Chile Travel Information
We listed all important information for your trip to Chile to help you with your travel preparations. You can not only find information about the best time to travel but also important adresses and telephone numbers. Experience the dryest desert on earth, volcanos, geysirs, beaches and the enchanting Patagonia. Travel to Chile with SC Travel Adventures.
Entry & Exit
For stays up to 90 days you do not need a visa. At arrival you receive a tourist card (Tarjeta de Turismo), which you need to turn back at your departure. If you are planning to stay longer than 90 days in Chile, you can extend your stay for another 90 days at the Chilean immigration office in Santiago. The application is due at least on month before expiration date of your current tourist card.
There are strict regulations for the entry of children. Please contact the nearest Chilean embassy or consulate before your tour to make sure you are up to date with the latest requirements.
The import of agriculture products is strictly limited. Make sure to declare all products arriving to Chile. This also applies to packaged items.
For the Easter Island you need to have a valid vaccination agains Yellow Fever (for all persons above the age of one year), if you are arriving from a Yellow Fever area.
You should check your common vaccination.
On the mainland there only cases of introduced infections of the virus. On the Easter Island there are mosquitos, which are transmitting the virus. Pregnant women are disadvised to travel to the Easter Island.

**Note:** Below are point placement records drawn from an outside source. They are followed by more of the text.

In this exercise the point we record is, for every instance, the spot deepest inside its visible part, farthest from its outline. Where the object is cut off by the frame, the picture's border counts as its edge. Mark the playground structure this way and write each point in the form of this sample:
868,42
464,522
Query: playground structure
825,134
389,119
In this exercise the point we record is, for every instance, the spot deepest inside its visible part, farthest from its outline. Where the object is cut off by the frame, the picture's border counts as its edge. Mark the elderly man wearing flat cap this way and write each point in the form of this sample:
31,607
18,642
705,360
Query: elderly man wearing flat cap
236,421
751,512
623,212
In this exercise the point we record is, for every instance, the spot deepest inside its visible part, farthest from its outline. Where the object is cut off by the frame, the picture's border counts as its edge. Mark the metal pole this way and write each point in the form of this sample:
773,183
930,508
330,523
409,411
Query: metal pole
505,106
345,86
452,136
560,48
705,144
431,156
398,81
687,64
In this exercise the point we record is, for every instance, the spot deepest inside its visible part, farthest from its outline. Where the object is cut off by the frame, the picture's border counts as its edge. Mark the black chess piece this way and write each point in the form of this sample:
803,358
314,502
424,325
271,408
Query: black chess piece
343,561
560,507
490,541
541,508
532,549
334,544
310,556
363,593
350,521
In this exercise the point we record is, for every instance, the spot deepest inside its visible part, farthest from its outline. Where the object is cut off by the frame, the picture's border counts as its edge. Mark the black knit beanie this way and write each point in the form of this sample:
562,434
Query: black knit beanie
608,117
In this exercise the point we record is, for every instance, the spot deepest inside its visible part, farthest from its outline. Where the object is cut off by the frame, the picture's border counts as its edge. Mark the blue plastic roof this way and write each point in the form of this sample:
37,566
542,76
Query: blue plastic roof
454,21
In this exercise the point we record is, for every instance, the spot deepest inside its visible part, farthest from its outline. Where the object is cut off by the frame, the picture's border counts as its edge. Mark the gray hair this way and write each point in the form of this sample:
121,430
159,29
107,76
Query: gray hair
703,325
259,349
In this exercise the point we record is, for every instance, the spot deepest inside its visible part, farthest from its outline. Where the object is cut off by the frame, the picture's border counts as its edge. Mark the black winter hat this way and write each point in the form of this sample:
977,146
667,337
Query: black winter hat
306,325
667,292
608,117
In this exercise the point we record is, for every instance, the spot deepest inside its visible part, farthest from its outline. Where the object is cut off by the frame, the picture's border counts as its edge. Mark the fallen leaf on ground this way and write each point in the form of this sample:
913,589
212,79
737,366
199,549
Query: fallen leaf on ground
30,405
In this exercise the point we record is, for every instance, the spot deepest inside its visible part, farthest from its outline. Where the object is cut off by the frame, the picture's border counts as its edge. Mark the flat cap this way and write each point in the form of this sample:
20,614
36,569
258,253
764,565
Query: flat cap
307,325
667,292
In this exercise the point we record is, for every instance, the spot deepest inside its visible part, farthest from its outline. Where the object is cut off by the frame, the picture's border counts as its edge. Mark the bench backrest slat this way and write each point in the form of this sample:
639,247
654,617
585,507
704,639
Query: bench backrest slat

There are no known cases of Malaria in Chile
The sickness is only common on the Easter Island. If you are infected, symptoms are similar to the flu (fever, growing pains). Usually you also get rashes. Due to no available vaccination or other protection, it's recommended to wear long sleeve clothing, use insect repellants and sleep under a mosquito net.
Leishmaniasis is a very rare sickness in Central and North Chile and is transmitted by sandflies. It's recommended to protect youself from mosquitos.
General tips: Before travelling you should contract a foreing travel insurance. This insurance should always include a transport back to your home country in case of emergency.
In bigger cities the medical standards are similar to the western standard. In rural areas you should be prepared to lower standards (hygiene etc.)
Travel Facts for Chile
Chile is located in the Southern hemisphere, which means the seasons are inverted. Due to the enormous length of the country you can find very different climates. The rainy season in Chile is from May to October.
In the north of the country you can find moderate temperatures all year. In the coastal areas the temperatures range between 15 and 30°C and it's mostly sunny. Santago and Central Chile have the best weather from September to April. The best time to travel Southern Chile is in the months from October to April.
Chile is falling into UTC -4 time zone and makes use of daylight saving time. During summer time Chile uses the UTC - 3 time zone. The Easter Island is falling into UTC -6 or UTC -5 (Summer time) time zone.
The Chilean currency is the Peso. Until 1976 1 Peso could be devided into 100 Centavos. The devision is not used anymore. The following bank notes are available: 500, 1.000, 2.000, 5.000, 10.000 and 20.000 Pesos. Coins are availabe for 1, 5, 10, 100 and 500 Pesos.
1 CAD = 541,31 Pesos (last updated 06.09.2019)
1 £ = 878,97 Pesos (last updated 06.09.2019)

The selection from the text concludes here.